Privacy researcher Alexander Hanff, an occasional contributor to The Register, was reviewing Brave’s configuration settings on his MacBook when he spotted a file he’d never created. It came from Anthropic.

The file is called com.anthropic.claude_browser_extension.json, a Native Messaging manifest that Chromium-based browsers consult when an extension needs to invoke a system executable. According to Hanff, Claude Desktop wrote it into Brave’s directory without notification, without asking for permission, and despite him never installing any Claude extension.

What the file does, and why it matters

Hanff’s analysis shows the manifest pre-authorizes three Claude extension identifiers to invoke an executable bundled with Claude Desktop, chrome-native-host, which runs outside the browser sandbox with user privileges. He then verified the same behavior on a second machine and found the manifest written across seven Chromium-based browser directories, including Chrome, Brave, Edge, Vivaldi, Arc, and Opera. Four of these browsers weren’t even installed on that system. Claude Desktop created the corresponding directories on first launch.

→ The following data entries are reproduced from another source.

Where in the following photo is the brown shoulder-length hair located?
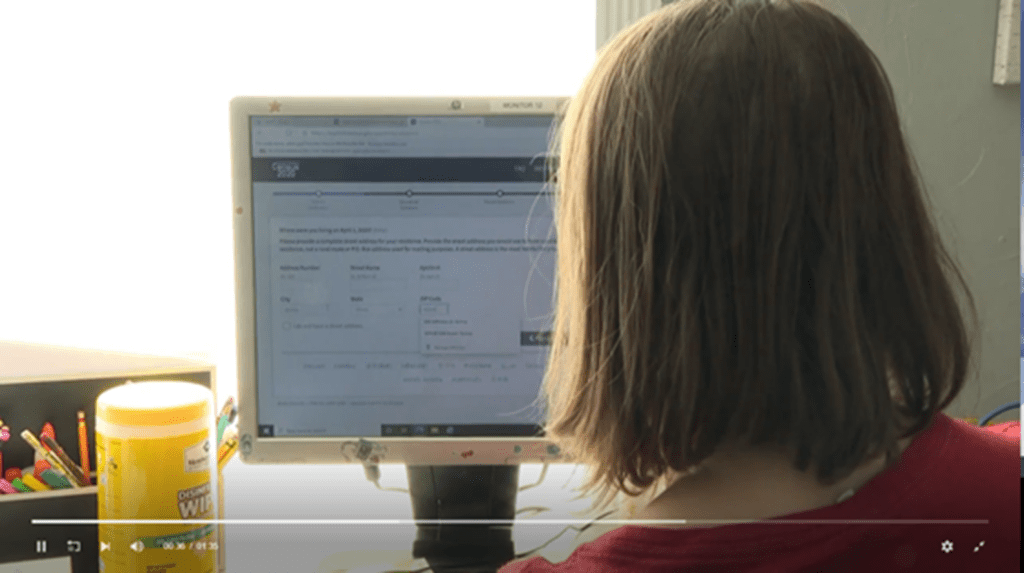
[542,0,977,504]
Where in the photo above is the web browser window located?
[251,116,555,437]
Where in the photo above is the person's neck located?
[634,438,910,527]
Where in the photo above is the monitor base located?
[407,466,519,573]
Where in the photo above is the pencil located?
[78,410,92,485]
[217,396,234,444]
[217,428,239,471]
[40,436,92,486]
[22,430,81,487]
[39,422,57,451]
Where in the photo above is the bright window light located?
[0,0,595,390]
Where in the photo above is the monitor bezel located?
[230,96,568,466]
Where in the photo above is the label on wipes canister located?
[96,383,218,573]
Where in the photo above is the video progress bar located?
[32,519,989,525]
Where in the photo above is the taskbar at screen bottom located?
[259,424,544,438]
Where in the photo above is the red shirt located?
[500,414,1021,573]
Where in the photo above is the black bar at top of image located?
[252,156,548,183]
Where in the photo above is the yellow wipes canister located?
[96,382,218,573]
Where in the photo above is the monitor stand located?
[407,466,519,573]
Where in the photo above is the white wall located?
[0,0,595,387]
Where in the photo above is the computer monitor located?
[230,97,565,568]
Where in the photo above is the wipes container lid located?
[96,382,213,428]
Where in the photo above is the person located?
[501,0,1020,573]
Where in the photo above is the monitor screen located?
[233,100,555,462]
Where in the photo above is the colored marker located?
[22,430,81,487]
[0,478,17,493]
[22,474,50,491]
[78,410,92,484]
[32,459,52,478]
[10,478,32,491]
[42,470,74,489]
[41,436,92,486]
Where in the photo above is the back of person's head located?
[544,0,975,507]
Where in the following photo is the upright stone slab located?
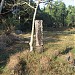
[35,20,43,53]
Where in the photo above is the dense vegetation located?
[0,0,75,75]
[0,0,75,31]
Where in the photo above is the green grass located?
[0,32,75,75]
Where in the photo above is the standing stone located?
[35,20,43,53]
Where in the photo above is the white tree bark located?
[29,0,40,51]
[0,0,4,13]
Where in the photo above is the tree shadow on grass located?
[0,40,29,74]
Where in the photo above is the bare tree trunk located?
[0,0,4,13]
[35,20,43,53]
[29,0,40,51]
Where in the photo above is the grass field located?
[0,31,75,75]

The application’s internal logs, per Hanff’s report, explicitly record the operation under the system name Chrome Extension MCP and show over thirty installation events in current and archived log files. Modification timestamps indicate the file gets rewritten every time the app starts. Manually deleting it doesn’t help; it reappears on the next launch.

According to Hanff, Anthropic’s documented capabilities for Chrome integration include access to authenticated user sessions, reading page content, filling forms, and logging interactions. With the bridge already installed, a successful prompt injection attack against the Claude extension would, in Hanff’s assessment, have a direct path to the sandboxless executable. Anthropic itself, in its launch documentation for Claude for Chrome, lists an 11% success rate for prompt injection attacks even with active mitigations in place.

Hanff believes the behavior violates Article 5(3) of the EU ePrivacy Directive, which requires explicit consent for writing data to user devices except in cases of strict technical necessity.

A second expert weighs in

Noah Kenney, a consultant at Digital 520, confirmed to The Register that Hanff’s technical claims are verifiable and reproducible by independent reviewers. On regulatory grounds, Kenney says the manifest write falls within Article 5(3)’s scope, and the “strict necessity” argument doesn’t hold much weight in Europe, where regulators tend to read that term narrowly. Kenney distanced himself from Hanff’s “spyware” label, clarifying that this is pre-positioned, dormant integration rather than active data exfiltration, though the attack surface risk remains real.

Anthropic hasn’t responded to The Register’s request for comment or to Hanff’s public post. Hanff said he hasn’t filed a formal complaint yet but intends to do so if the company doesn’t address the installation mechanism.